DOMRADIO.DE: So richtig Thema war Asien für die Vorgänger von Franziskus bis auf wenige Ausnahmen nicht. Warum ist das eigentlich so?
Ulrich Nersinger (Journalist und Vatikan-Kenner): Das würde ich nicht sagen. Ich glaube schon, dass man immer einen Fokus auf Asien hatte. Aber die politischen Umstände sowohl in Rom als auch in Asien sprachen dagegen, persönlich aktiv zu werden, das heißt Reisen in diese Länder zu unternehmen. Aber das Interesse war immer da. Besonders, wenn es in diesen Ländern zu kriegerischen Konflikten kam.
DOMRADIO.DE: Wenn ich das richtig sehe, war der erste Papst, der nach Asien gereist ist, Papst Paul VI. Worum ging es bei dieser Reise?
Nersinger: Er ist 1964 nach Bombay, dem heutigen Mumbai gefahren, zum Eucharistischen Kongress und dann 1970 nach Asien, Ozeanien und Australien. Also praktisch ein ähnliches Mammutprogramm, wie wir es jetzt von Papst Franziskus erleben.
DOMRADIO.DE: Damals war die Reise ziemlich gefährlich.
Nersinger: Es gab Attentatsversuche und es gab natürlich auch politische Stimmungen, die dem Papst nicht so wohlgesonnen waren. Das war schon ein gewagtes Unternehmen. Aber der Papst hat sich damals nicht abschrecken lassen, obwohl er auf dieser Reise sogar verletzt wurde. Diese Verletzungen hat er zwar größtenteils überspielt, aber diese Reise war schon ein großes Wagnis.

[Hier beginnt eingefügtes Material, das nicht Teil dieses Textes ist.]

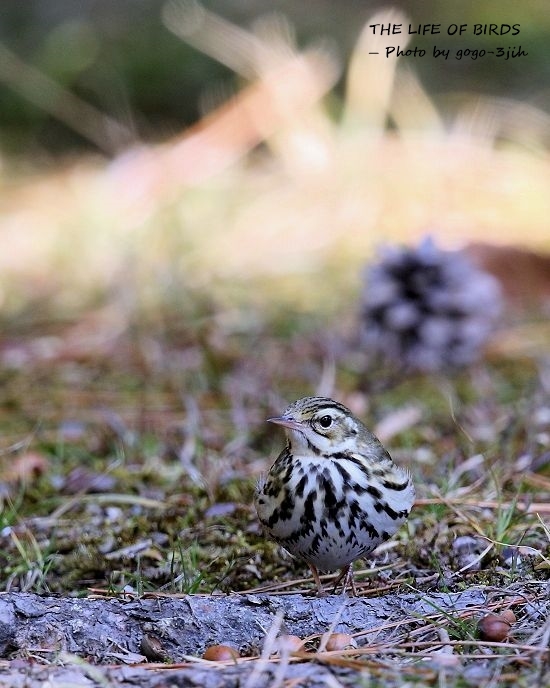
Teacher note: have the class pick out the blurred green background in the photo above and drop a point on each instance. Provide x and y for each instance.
(120, 57)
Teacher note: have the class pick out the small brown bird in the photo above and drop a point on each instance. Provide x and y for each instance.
(334, 493)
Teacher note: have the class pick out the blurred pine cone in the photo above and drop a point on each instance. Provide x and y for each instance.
(427, 308)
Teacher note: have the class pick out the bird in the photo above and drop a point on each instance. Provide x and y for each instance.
(334, 493)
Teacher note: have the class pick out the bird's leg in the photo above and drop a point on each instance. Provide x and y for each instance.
(315, 574)
(347, 574)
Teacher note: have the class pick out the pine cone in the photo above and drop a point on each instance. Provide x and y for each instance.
(427, 308)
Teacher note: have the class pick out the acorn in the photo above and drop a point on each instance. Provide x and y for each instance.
(340, 641)
(220, 653)
(493, 627)
(290, 643)
(153, 649)
(509, 615)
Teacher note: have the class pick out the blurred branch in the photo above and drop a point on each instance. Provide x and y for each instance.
(106, 133)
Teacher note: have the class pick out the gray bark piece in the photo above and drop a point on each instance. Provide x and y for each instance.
(101, 628)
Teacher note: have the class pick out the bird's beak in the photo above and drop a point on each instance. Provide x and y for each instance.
(286, 423)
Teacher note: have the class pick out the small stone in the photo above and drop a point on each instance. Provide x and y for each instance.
(340, 641)
(153, 649)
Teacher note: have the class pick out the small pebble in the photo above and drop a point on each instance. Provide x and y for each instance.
(340, 641)
(220, 653)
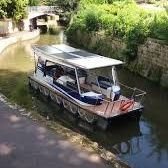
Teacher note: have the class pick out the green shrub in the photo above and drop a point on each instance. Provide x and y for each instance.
(53, 30)
(123, 19)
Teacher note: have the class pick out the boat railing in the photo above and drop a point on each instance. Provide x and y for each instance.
(134, 96)
(133, 93)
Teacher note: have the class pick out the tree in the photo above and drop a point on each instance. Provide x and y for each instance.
(3, 5)
(15, 9)
(66, 5)
(33, 2)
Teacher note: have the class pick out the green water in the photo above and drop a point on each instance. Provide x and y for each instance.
(142, 145)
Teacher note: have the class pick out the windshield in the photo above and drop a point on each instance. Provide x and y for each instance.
(114, 76)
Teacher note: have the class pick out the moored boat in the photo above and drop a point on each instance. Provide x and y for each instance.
(80, 81)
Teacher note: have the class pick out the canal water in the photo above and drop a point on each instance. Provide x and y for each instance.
(142, 145)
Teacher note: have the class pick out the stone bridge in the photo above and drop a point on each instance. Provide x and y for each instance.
(39, 16)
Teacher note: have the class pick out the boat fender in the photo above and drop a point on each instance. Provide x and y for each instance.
(126, 105)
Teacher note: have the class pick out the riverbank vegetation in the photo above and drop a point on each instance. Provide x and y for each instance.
(122, 19)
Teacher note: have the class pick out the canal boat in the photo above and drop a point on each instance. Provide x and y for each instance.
(85, 84)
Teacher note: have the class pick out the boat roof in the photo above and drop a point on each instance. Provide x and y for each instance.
(75, 57)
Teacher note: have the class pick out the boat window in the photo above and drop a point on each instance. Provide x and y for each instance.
(114, 76)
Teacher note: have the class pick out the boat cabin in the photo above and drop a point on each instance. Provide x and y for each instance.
(83, 75)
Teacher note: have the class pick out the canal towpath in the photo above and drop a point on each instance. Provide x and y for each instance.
(26, 144)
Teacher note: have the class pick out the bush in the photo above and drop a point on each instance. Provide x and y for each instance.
(123, 19)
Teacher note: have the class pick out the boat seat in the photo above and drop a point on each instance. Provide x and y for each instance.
(72, 85)
(103, 82)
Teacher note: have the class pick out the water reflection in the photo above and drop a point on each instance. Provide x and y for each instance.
(142, 144)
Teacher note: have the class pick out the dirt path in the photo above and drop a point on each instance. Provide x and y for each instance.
(26, 144)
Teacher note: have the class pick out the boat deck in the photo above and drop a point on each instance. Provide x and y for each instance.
(110, 109)
(107, 109)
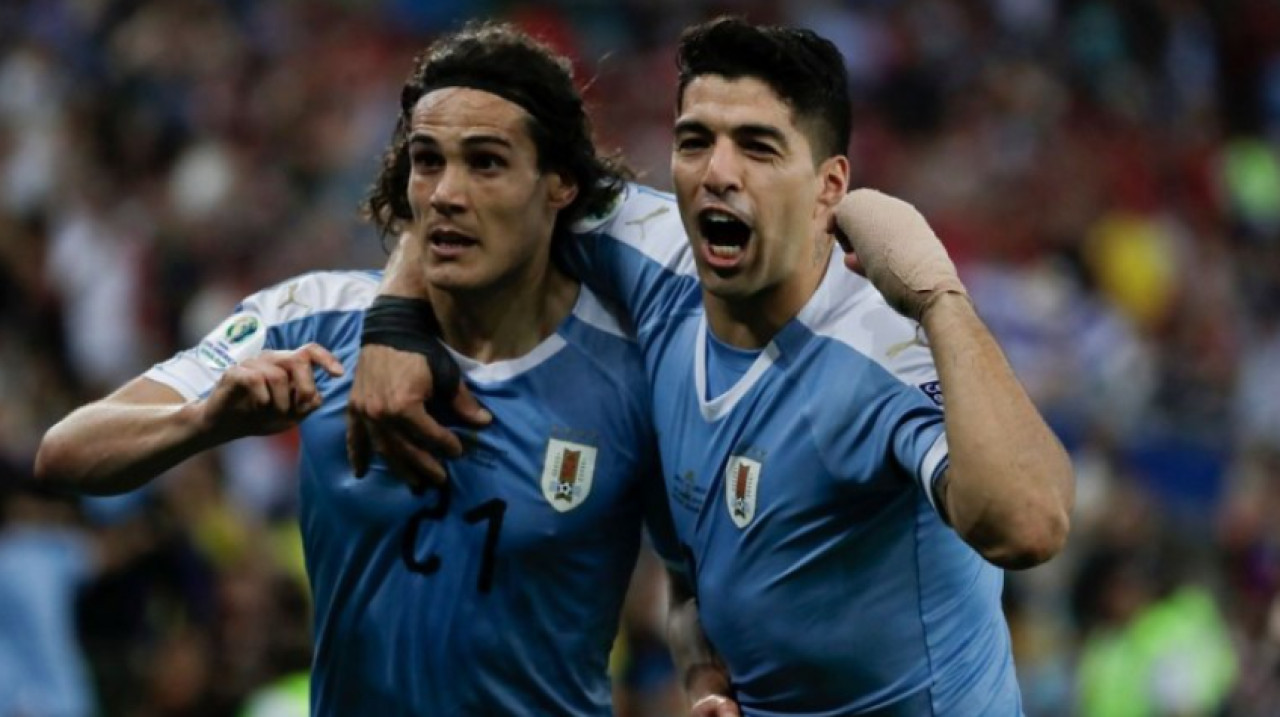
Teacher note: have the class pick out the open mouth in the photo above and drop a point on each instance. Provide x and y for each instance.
(726, 234)
(449, 238)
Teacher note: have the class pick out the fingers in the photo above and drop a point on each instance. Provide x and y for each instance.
(714, 706)
(423, 429)
(408, 462)
(305, 397)
(359, 444)
(321, 357)
(469, 409)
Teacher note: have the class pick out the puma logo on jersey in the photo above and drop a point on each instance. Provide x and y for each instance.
(917, 339)
(645, 219)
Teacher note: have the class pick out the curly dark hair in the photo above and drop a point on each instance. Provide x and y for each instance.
(801, 67)
(517, 67)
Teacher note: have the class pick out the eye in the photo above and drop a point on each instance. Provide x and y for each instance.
(425, 159)
(487, 161)
(758, 147)
(691, 144)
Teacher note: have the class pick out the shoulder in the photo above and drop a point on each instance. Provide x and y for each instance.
(647, 220)
(603, 337)
(310, 295)
(853, 322)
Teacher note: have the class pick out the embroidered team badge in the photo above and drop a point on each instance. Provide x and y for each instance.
(741, 476)
(240, 337)
(567, 474)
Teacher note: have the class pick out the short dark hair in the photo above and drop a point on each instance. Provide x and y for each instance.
(502, 59)
(803, 68)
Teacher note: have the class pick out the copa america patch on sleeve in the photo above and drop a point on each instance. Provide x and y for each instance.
(933, 389)
(240, 337)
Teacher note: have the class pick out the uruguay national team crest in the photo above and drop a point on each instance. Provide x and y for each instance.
(567, 473)
(741, 476)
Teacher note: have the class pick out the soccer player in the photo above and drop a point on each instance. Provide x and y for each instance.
(845, 533)
(499, 590)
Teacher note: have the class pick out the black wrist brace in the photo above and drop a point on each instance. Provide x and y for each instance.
(408, 324)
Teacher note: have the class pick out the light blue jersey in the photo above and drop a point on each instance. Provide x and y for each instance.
(803, 491)
(499, 594)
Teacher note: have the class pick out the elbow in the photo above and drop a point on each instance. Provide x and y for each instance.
(49, 456)
(55, 459)
(1028, 542)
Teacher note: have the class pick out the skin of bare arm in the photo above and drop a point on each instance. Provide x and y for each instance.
(144, 428)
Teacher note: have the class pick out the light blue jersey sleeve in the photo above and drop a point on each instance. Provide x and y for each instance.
(883, 366)
(636, 255)
(320, 307)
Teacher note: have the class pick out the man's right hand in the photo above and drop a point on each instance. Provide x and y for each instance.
(266, 393)
(387, 412)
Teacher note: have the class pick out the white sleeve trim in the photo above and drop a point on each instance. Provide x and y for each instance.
(933, 459)
(161, 374)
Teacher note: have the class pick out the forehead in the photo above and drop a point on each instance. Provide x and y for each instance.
(462, 112)
(718, 101)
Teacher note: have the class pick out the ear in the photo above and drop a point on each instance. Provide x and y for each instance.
(833, 176)
(561, 190)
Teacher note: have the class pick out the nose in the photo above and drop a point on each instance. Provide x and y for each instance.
(448, 196)
(723, 169)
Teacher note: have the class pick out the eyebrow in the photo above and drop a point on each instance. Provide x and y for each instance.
(752, 131)
(472, 141)
(762, 131)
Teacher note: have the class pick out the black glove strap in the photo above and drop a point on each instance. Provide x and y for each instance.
(408, 324)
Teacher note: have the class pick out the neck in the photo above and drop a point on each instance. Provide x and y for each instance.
(506, 320)
(752, 322)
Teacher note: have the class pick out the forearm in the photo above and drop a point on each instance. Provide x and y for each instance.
(109, 447)
(699, 667)
(1010, 487)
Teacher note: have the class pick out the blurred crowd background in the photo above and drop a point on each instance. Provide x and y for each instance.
(1106, 173)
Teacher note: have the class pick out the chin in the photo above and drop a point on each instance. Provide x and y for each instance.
(453, 278)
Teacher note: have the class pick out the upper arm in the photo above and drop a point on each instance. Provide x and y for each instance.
(321, 307)
(144, 391)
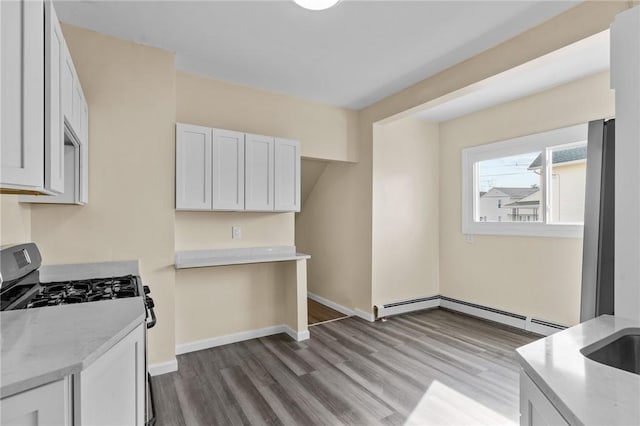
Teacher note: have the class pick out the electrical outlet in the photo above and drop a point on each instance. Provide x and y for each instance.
(236, 232)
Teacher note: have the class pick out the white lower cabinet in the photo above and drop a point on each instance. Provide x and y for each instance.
(48, 404)
(112, 389)
(535, 408)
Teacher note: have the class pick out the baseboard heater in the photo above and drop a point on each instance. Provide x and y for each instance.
(405, 306)
(504, 317)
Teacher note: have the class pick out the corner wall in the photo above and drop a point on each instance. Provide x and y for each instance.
(15, 221)
(212, 302)
(538, 276)
(130, 89)
(405, 243)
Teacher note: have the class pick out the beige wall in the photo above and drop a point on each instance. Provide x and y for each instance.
(15, 221)
(405, 211)
(337, 218)
(538, 277)
(211, 302)
(130, 90)
(324, 132)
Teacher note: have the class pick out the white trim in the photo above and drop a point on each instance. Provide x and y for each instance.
(298, 336)
(198, 345)
(364, 315)
(409, 307)
(333, 305)
(163, 367)
(537, 142)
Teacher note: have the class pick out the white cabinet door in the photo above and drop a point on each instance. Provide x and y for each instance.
(66, 81)
(21, 93)
(84, 155)
(193, 167)
(53, 119)
(535, 408)
(259, 173)
(287, 175)
(112, 389)
(228, 170)
(45, 405)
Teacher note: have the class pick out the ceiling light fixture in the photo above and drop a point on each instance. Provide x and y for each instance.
(316, 4)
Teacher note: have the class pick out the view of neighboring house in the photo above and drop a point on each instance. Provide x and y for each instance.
(517, 204)
(492, 205)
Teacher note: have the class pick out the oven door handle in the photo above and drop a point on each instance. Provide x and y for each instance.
(150, 306)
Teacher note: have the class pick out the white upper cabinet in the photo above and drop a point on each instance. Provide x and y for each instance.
(259, 172)
(66, 120)
(193, 167)
(22, 91)
(228, 170)
(287, 175)
(53, 121)
(223, 170)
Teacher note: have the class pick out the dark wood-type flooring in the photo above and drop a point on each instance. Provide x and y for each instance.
(317, 312)
(431, 367)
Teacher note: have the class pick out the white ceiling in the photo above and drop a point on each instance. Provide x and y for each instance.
(580, 59)
(351, 55)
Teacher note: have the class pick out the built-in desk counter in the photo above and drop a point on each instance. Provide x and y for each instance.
(239, 256)
(294, 277)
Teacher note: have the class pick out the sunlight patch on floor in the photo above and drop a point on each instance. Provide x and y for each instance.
(441, 405)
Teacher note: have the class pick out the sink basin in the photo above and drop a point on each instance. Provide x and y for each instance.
(622, 353)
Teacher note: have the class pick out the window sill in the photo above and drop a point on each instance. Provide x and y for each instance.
(523, 229)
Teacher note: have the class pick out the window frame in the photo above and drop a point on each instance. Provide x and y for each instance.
(543, 142)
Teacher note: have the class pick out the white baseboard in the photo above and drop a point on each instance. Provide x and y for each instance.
(364, 315)
(163, 367)
(199, 345)
(330, 303)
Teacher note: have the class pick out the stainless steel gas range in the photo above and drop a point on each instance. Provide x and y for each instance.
(26, 284)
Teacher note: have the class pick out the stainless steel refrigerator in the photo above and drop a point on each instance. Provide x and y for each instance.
(599, 222)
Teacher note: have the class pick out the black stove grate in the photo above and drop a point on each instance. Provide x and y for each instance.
(69, 292)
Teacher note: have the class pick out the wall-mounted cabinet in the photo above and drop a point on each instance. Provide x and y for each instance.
(228, 170)
(66, 119)
(193, 167)
(22, 71)
(259, 175)
(223, 170)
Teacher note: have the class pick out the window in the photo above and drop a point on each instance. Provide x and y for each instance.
(532, 185)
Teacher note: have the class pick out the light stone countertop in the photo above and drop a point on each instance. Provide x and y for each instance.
(585, 392)
(237, 256)
(42, 345)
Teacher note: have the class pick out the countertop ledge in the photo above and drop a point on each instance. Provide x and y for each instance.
(42, 345)
(585, 392)
(240, 256)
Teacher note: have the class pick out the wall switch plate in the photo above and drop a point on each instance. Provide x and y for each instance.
(236, 232)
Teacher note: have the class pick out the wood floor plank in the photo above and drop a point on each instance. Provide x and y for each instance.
(433, 367)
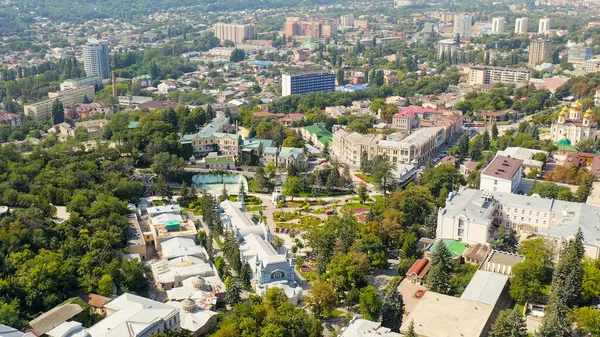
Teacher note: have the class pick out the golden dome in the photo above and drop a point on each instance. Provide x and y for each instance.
(564, 112)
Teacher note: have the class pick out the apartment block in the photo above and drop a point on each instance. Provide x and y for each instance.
(462, 25)
(95, 59)
(480, 75)
(539, 50)
(498, 25)
(521, 25)
(42, 111)
(544, 26)
(302, 83)
(234, 33)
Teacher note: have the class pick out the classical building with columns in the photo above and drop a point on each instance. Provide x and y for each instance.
(574, 125)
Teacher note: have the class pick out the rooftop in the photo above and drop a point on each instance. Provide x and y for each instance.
(503, 167)
(441, 315)
(485, 287)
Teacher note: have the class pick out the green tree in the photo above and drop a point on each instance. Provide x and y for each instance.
(555, 322)
(370, 304)
(106, 286)
(291, 187)
(322, 299)
(411, 329)
(510, 323)
(392, 310)
(441, 268)
(505, 240)
(362, 192)
(233, 294)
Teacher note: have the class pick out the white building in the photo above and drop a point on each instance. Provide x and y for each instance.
(498, 25)
(544, 26)
(573, 125)
(521, 25)
(462, 25)
(503, 174)
(132, 315)
(446, 47)
(95, 59)
(473, 216)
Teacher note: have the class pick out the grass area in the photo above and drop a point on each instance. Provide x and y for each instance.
(356, 206)
(366, 177)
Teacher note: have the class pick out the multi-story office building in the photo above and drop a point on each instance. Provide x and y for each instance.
(539, 50)
(80, 82)
(479, 75)
(42, 111)
(473, 216)
(302, 83)
(580, 53)
(348, 147)
(234, 33)
(446, 47)
(544, 26)
(521, 25)
(402, 3)
(462, 25)
(498, 25)
(347, 20)
(95, 59)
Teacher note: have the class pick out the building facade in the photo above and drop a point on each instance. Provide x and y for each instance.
(539, 50)
(234, 33)
(473, 216)
(498, 25)
(573, 125)
(446, 47)
(95, 59)
(462, 25)
(544, 26)
(521, 25)
(302, 83)
(479, 75)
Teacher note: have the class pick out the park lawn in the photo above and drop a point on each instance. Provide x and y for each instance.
(366, 177)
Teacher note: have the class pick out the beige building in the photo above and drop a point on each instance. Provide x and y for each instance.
(234, 33)
(539, 50)
(348, 146)
(480, 75)
(42, 111)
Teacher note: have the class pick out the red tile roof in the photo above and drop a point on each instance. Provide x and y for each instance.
(419, 268)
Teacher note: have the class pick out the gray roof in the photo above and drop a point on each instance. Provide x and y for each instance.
(55, 317)
(485, 287)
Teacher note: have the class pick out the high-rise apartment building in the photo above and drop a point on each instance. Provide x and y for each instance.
(313, 28)
(446, 47)
(95, 59)
(462, 25)
(234, 33)
(539, 50)
(302, 83)
(498, 25)
(480, 75)
(580, 53)
(347, 20)
(544, 26)
(521, 25)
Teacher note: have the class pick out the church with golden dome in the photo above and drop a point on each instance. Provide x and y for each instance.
(573, 124)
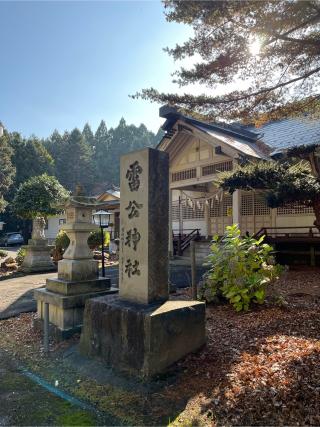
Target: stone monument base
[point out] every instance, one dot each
(66, 303)
(141, 339)
(37, 257)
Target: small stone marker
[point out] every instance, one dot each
(144, 193)
(37, 258)
(139, 331)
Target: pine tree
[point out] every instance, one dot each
(30, 158)
(281, 78)
(7, 170)
(88, 135)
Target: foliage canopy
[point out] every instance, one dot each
(281, 79)
(39, 196)
(284, 182)
(240, 268)
(7, 170)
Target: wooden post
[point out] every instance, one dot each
(312, 256)
(193, 269)
(46, 328)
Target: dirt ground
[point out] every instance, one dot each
(257, 368)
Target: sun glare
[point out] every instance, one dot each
(254, 47)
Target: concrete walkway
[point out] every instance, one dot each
(16, 295)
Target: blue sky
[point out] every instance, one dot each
(63, 64)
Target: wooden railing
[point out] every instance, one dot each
(307, 232)
(182, 241)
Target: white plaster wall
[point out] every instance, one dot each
(190, 224)
(53, 226)
(294, 220)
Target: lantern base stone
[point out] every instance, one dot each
(66, 304)
(142, 340)
(37, 258)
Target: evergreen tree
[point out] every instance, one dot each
(268, 50)
(7, 170)
(88, 135)
(30, 158)
(285, 181)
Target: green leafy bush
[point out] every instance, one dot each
(94, 241)
(20, 256)
(3, 253)
(62, 241)
(240, 270)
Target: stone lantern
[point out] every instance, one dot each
(37, 258)
(78, 273)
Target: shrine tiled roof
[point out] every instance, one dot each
(268, 140)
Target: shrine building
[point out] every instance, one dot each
(198, 151)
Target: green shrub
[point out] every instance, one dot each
(3, 253)
(94, 240)
(62, 241)
(240, 268)
(20, 256)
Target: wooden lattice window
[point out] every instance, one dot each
(254, 204)
(175, 210)
(214, 208)
(222, 207)
(196, 212)
(217, 167)
(294, 208)
(183, 175)
(226, 205)
(246, 204)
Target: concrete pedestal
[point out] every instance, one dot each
(141, 339)
(37, 257)
(66, 303)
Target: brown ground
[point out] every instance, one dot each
(258, 368)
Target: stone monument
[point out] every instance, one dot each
(141, 331)
(37, 256)
(78, 274)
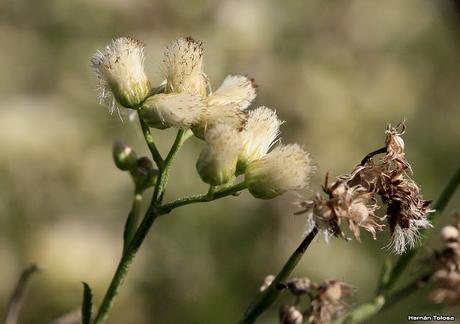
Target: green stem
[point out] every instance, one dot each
(166, 208)
(263, 300)
(141, 233)
(404, 260)
(133, 219)
(151, 143)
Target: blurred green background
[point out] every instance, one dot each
(336, 71)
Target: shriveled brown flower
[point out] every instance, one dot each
(353, 197)
(356, 205)
(326, 300)
(446, 272)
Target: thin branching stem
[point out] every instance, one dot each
(151, 144)
(233, 190)
(133, 219)
(264, 299)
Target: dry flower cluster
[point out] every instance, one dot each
(238, 140)
(325, 301)
(446, 272)
(353, 198)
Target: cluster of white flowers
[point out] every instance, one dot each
(238, 139)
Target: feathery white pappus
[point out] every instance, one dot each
(260, 133)
(184, 67)
(216, 164)
(229, 115)
(180, 110)
(236, 90)
(120, 70)
(287, 167)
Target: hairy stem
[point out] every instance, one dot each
(135, 243)
(264, 299)
(133, 219)
(151, 144)
(212, 195)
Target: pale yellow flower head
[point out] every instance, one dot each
(184, 67)
(260, 133)
(216, 164)
(287, 167)
(120, 70)
(230, 115)
(235, 90)
(180, 110)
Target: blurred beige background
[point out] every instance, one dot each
(336, 71)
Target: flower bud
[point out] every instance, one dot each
(144, 175)
(289, 314)
(120, 69)
(261, 131)
(124, 156)
(216, 164)
(184, 67)
(235, 90)
(287, 167)
(172, 110)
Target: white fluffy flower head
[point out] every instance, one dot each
(120, 70)
(212, 116)
(287, 167)
(235, 90)
(180, 110)
(216, 164)
(260, 133)
(184, 67)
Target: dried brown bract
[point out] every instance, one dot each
(353, 197)
(446, 272)
(326, 301)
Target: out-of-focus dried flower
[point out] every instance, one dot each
(180, 110)
(120, 70)
(216, 164)
(326, 300)
(267, 282)
(446, 268)
(299, 286)
(287, 167)
(184, 67)
(329, 301)
(289, 314)
(344, 203)
(260, 133)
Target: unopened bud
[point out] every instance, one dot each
(124, 156)
(216, 164)
(449, 233)
(144, 175)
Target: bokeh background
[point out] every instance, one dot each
(336, 71)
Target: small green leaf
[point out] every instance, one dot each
(87, 304)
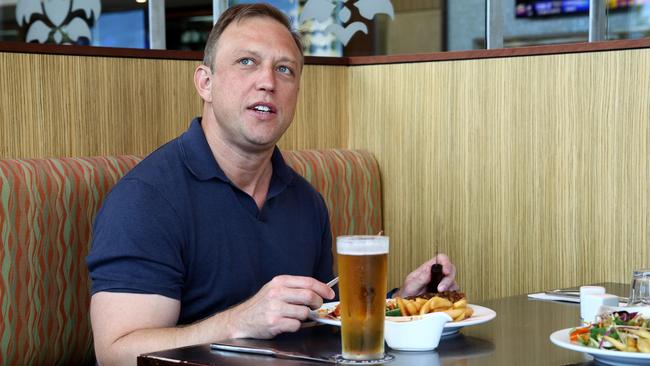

DOMRADIO.DE: In Asien tobte von 1955 bis 1975 der Vietnamkrieg. Da hat Papst Paul VI. vermittelt. Wie genau hat er das gemacht und wie erfolgreich waren seine Bemühungen?
Nersinger: Er konnte persönlich ja nicht dorthin. Da waren die politischen Umstände halt noch zu ungeklärt. Aber er hat doch versucht, durch eine ganze Reihe von Vermittlungen wirksam zu werden. Er hat zum Beispiel einen seiner engsten Vertrauten, den späteren Kardinal Pignedoli, nach Vietnam geschickt.
In die USA ist für ihn interessanterweise der später eher durch die Vatikanbank bekannt gewordene Prälat Marcinkus gereist. Mit dieser Strategie hatte Paul VI. zunächst sogar Erfolg. Er konnte Waffenstillstände vermitteln, gemeinsam mit dem damaligen Präsidenten der Vereinten Nationen. Das gelang. Nur waren mit dieser Strategie auch Risiken verbunden.
Der zweite große Waffenstillstand für Vietnam war schon vereinbart worden und der amerikanische Präsident Lyndon Johnson hatte bereits zugestimmt, doch meldeten sich dann die amerikanischen Militärs. Sie wurden im Oval Office vorstellig und verhinderten einen Waffenstillstand.
Denn der kommunistische Vietcong nutzte diese Waffenstillstände zur Aufrüstung. Daran scheiterten die päpstlichen Bemühungen letztendlich.
Paul VI. hatte sich mehrfach um Frieden bemüht und hat damit auch viel Anerkennung auf allen Seiten erlangt. Der Vietnam-Krieg wurde so aber nicht gelöst. Zumindest konnte er aber erreichen, dass die Waffen wenigstens zeitweise schwiegen.
DOMRADIO.DE: Der nächste Papst, der nach Asien reiste, war Johannes Paul II., den man ja auch den Reisepapst genannt hat. Mehr als 100 Auslandsreisen hat er unternommen. Er war zum Beispiel in Indonesien, in Japan, in Singapur. Was waren da seine Anliegen?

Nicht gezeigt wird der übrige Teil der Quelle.